Run update21, to create the cs21/labs/08 directory (and some additional files). Then cd into your cs21/labs/08 directory and create the python programs for lab 8 in this directory
Here's an example:
$ cat letter.txt Dear Sam, How are you? I'm fine, but I misss seeing you more ofetn. Hope alk is well with your family, espceially your brother. I'll be stoping by next Saturddy when I get home from Swarthmore. Love, Alice $ python spellchecker.py Enter name of file to spell check: letter.txt Unknown words and suggestions: misss : miss ofetn : often alk : all espceially : especially stoping : storing Saturddy : Saturday Swarthmore : Swarthmore
For the dictionary of valid words, use the file /usr/share/dict/words that we used in class. Read this file to generate a list of all valid words. Don't worry about removing proper nouns or contractions. Just strip any whitespace at the begin or end.
With the list of words from your text file and the list of dictionary words, generate a list of unknown and possibly misspelled words. For each word in the original text file, you should search for the word using binary search in the list of valid words. Once you have identified the misspelled words, you can move on to the next part of suggesting corrections.

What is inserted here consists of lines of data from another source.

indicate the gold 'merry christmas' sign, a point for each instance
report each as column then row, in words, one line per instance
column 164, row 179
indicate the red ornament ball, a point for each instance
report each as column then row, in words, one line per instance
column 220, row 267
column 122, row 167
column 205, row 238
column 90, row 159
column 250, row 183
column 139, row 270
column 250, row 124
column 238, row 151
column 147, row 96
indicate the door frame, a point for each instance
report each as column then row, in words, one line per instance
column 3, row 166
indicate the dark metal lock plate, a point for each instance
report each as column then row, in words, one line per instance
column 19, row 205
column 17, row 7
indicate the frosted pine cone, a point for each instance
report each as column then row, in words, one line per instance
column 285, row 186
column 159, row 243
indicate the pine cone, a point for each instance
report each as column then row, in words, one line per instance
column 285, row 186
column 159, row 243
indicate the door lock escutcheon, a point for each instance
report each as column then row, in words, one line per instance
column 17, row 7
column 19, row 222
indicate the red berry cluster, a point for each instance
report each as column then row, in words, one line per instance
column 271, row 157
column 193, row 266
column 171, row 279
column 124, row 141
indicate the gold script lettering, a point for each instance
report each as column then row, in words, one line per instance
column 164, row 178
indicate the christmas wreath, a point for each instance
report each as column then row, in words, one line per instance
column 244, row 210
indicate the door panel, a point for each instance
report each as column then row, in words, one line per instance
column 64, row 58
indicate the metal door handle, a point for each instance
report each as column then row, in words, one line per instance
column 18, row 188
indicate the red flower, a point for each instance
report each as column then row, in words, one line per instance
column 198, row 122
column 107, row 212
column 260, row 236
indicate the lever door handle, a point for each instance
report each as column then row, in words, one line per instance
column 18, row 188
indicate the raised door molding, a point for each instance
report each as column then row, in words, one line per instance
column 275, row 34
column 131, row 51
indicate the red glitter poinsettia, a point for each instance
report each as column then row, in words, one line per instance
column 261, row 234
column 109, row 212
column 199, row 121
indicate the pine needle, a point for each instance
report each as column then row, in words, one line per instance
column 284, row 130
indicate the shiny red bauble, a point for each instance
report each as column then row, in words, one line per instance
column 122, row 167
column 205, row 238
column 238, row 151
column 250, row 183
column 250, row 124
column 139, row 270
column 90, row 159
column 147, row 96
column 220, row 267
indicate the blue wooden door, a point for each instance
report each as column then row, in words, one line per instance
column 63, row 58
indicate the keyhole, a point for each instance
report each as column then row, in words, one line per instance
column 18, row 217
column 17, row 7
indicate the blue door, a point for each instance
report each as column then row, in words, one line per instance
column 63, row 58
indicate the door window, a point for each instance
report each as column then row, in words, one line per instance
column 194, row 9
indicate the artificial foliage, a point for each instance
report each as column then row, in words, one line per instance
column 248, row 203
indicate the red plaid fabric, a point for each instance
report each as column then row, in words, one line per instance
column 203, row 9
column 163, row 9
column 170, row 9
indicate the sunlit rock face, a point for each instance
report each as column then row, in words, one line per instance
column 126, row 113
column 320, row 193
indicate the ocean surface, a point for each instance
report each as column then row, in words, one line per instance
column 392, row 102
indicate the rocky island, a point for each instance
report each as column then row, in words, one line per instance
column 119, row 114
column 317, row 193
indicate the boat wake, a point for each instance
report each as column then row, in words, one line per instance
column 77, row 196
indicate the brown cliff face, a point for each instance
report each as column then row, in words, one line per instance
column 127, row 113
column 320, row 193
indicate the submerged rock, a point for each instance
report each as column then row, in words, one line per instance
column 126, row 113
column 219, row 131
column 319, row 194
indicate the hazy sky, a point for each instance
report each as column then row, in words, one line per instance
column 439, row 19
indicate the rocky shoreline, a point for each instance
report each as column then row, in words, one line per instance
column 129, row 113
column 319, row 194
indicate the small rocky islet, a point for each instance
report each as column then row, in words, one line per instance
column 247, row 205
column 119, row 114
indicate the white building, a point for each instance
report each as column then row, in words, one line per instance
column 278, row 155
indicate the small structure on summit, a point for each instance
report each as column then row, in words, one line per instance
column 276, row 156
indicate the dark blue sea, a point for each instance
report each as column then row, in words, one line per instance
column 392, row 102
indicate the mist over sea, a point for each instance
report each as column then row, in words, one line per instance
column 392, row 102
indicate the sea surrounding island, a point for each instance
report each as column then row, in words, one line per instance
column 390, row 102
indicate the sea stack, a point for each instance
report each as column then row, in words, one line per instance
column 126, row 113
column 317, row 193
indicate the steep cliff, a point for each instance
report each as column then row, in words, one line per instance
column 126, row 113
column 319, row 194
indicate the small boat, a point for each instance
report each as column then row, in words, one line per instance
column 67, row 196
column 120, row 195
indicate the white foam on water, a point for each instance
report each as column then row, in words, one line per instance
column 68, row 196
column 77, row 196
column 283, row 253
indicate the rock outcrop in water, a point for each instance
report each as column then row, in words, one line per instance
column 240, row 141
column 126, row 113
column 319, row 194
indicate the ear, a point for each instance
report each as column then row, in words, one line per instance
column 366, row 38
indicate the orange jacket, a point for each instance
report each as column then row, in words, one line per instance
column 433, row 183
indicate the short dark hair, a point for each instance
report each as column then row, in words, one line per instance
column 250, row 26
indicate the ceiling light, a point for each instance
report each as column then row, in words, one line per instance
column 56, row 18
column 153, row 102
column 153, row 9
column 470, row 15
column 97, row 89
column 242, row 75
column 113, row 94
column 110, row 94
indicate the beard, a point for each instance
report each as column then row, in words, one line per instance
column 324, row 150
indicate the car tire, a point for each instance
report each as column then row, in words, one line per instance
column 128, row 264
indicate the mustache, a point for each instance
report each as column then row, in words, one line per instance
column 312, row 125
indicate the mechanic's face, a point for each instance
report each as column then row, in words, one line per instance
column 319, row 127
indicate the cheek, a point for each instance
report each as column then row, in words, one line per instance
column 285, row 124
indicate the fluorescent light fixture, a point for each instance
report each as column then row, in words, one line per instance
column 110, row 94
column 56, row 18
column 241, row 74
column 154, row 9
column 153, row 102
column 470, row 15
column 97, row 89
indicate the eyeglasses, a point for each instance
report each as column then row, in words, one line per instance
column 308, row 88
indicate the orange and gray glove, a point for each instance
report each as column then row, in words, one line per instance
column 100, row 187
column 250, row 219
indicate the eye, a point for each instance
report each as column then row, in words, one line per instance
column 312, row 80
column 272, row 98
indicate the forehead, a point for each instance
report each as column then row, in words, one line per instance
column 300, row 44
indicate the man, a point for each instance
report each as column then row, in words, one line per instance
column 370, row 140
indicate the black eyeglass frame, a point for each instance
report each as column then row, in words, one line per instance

Let's begin by looking at how we generate alternatives for misspelled words. We'll use "seplling" as the running example. This word is not in the dictionary, so we need to propose alternatives. Our alternatives will be generated using three different methods: deletion, transposition, and substitution. Each is explained below:
We form alternatives of the word by generating all possible single-letter substitutions. For each letter in the original word, we substitute a letter from the alphabet (abcd...xyz) to replace it. There are too many possible substitutions to list them all. Using our example, "seplling", we would generate:
aeplling | saplling | sealing | sepaling | seplaing | sepllang | seplliag | sepllina |
beplling | sbplling | sebling | sepbling | seplbing | sepllbng | sepllibg | sepllinb |
ceplling | scplling | secling | sepcling | seplcing | sepllcng | sepllicg | sepllinc |
deplling | sdplling | sedling | sepdling | seplding | seplldng | sepllidg | sepllind |
eeplling | seplling | seeling | sepeling | sepleing | seplleng | sepllieg | seplline |
... | ... | ... | ... | ... | ... | ... | ... |
yeplling | syplling | seyling | sepyling | seplying | sepllyng | seplliyg | seplliny |
zeplling | szplling | sezling | sepzling | seplzing | sepllzng | sepllizg | sepllinz |
You program should contain one or more functions that generate possible alternatives for a given word and check which of the alternatives are valid words.
For the "seplling" example, we find that only 2 of the alternatives are legal words in our dictionary: selling, and spelling. Your program should suggest only one of these two alternatives, by selecting which word is more frequently used.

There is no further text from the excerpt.